The coordinates of any point on the circumference of the circle can be

• x-coordinate: represents the cosine of the angle
• y-coordinate: represents the sine of the angle

The circle divides the plane into four quadrants, and understanding which quadrant an angle is in helps determine the sign of the sine, cosine, and tangent functions. In the unit circle, sine values are positive in the first and second quadrants, while negative in the third and fourth quadrants.

Special angles, such as those found in a 30-60-90 triangle, are key in trigonometry for their consistent ratios and simple conversion to radians.
These angles are easy to recall and utilize because they stem from highly symmetrical triangle properties, with side ratios that follow the pattern of 1 : √3 : 2.
For the sine function:

• Sine of 30 degrees
  The sine value is \( \frac{1}{2} \)
• Sine of 60 degrees
  The sine value is \( \frac{\sqrt{3}}{2} \)

In the case of the exercise, the sine value of \(-\frac{1}{2}\) is found by reflecting the angle positions into the third and fourth quadrants, showing the importance of special angles in calculation.

The sine function is one of the fundamental functions in trigonometry. It traces the y-coordinate of a point on the unit circle as the angle increases.
The function is periodic, with a cycle of 360 degrees (or \(2\pi\) radians). It repeats its values within this range over and over again.
Key features include:

• The maximum value of 1 at 90 degrees (or \(\frac{\pi}{2}\) radians)
• The minimum value of -1 at 270 degrees (or \(\frac{3\pi}{2}\) radians)
• Zero crossings at 0, 180, and 360 degrees (or 0, \(\pi\), and \(2\pi\) radians)

The sine function yields negative values in the third and fourth quadrants, making the understanding of these properties crucial when reflecting angles over quadrants, as seen in the exercise where we adjust angles with negative sines.

Negative angles represent rotations that occur in the clockwise direction on the unit circle.
They provide a useful way to express the same angle seen while rotating counterclockwise, especially when considering periodic properties of trigonometric functions.
For example, an angle of \(-30^{\circ}\) is the equivalent of a 330-degree counterclockwise rotation, as a full circle is 360 degrees.
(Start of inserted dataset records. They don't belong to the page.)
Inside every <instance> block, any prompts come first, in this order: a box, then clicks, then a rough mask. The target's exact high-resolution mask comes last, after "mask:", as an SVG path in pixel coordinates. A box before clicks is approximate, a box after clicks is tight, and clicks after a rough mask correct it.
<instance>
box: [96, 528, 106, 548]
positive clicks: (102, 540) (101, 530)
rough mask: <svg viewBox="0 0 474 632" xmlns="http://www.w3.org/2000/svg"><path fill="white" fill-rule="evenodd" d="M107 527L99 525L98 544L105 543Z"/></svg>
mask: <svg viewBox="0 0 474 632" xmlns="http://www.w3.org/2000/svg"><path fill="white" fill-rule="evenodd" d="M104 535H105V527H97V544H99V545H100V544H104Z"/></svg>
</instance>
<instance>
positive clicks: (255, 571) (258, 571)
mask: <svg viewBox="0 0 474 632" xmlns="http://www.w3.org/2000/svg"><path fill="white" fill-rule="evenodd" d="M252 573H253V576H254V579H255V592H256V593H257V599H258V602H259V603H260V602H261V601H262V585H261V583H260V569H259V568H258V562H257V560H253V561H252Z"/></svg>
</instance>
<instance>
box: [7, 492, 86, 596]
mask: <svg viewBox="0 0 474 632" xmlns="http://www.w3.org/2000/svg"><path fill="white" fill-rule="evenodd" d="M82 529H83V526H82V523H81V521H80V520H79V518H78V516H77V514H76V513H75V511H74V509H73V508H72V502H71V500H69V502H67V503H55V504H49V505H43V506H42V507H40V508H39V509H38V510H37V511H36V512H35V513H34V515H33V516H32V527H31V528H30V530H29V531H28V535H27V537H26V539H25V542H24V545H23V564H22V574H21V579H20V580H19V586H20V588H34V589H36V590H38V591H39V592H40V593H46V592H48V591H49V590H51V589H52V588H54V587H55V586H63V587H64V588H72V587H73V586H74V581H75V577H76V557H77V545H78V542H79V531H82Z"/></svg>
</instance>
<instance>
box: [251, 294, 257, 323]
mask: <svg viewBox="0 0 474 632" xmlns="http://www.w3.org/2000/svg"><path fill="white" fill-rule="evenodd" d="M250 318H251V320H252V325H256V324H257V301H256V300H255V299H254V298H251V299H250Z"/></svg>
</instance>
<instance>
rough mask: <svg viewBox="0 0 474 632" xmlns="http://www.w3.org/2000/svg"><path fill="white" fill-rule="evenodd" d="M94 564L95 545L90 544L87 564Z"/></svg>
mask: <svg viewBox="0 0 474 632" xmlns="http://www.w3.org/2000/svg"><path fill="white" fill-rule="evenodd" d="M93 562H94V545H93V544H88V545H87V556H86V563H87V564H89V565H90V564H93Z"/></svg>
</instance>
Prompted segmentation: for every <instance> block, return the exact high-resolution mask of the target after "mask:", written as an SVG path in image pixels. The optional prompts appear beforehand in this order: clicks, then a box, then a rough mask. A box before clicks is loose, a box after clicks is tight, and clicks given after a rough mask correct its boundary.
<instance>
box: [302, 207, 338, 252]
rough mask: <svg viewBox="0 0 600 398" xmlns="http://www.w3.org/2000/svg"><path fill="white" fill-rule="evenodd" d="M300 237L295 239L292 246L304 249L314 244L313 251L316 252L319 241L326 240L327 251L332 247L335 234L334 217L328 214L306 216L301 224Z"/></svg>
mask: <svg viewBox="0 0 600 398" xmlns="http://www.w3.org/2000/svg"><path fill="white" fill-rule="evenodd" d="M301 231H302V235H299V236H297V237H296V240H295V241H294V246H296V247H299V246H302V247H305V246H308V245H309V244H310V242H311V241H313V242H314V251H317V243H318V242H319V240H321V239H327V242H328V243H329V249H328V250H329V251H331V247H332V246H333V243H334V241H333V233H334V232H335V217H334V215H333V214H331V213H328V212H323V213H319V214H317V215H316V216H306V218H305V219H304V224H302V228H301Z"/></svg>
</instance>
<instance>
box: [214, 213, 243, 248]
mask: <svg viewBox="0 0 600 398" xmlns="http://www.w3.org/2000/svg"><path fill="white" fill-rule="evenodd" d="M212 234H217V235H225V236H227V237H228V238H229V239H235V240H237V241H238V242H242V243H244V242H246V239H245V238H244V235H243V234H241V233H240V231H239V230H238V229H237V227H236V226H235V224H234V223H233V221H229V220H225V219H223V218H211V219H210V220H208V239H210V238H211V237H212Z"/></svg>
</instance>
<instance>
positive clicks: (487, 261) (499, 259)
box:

This equivalency helps in understanding angles across different quadrants, especially when working with periodic trigonometric functions like sine that repeat every 360 degrees.
Converting positive angles to their negative counterparts involves simple subtraction or addition of 360 degrees, facilitating

• the ability to seamlessly switch between representations
• more comprehensive solutions for exercises involving trigonometric identities

Understanding and manipulating negative angles thus extends the versatility of angle calculation in trigonometry.